Overall, they showcased 30 photographs and film installations, including the world’s longest railway tunnel through the Swiss Alps totalling 57 kilometres. There are three augmented installations — a pile of ivory tusks, the last male northern white rhino, and the endangered second-largest Douglas fir tree all at or near actual size.
I realized that Anthropocene is a great step toward environmental justice for the city of Toronto, because it instills emotion into audiences like me who may have felt previous indifference toward issues on planetary destruction. I had finally faced the grim reality of manmade pollution that many citizens of first-world countries instinctively choose to ignore, due to the irresistible beauty of the artworks that renders its audience defenceless.
Also, environmental justice is not only about the environment. It ties into social justice, because while it is developed countries who are mainly creating world pollution, it is countries such as Kenya, Nigeria, Malaysia, and Chile that are paying the price with constant droughts, tsunamis, and growing numbers of deserts.
The best part of my trip is that I was able to create my own interpretations, because all that is displayed in the gallery are just photographed artworks with their titles, followed by small paragraphs on factual information on where, when, and who they were taken by.

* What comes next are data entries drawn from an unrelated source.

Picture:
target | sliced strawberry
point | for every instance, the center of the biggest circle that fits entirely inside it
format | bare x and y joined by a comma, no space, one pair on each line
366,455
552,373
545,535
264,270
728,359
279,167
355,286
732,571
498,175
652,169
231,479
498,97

If you are curious and wondering where all of my enthusiasm is coming from, give Anthropocene a chance for a great way to spend your day off or weekend! I’ll leave you with a quote from all three artists to fuel your curiosity: “Our ambition is for the work to be revelatory, not accusatory, as we examine human influence on the Earth both on a planetary scale and in geological time. The shifting of consciousness is the beginning of change.”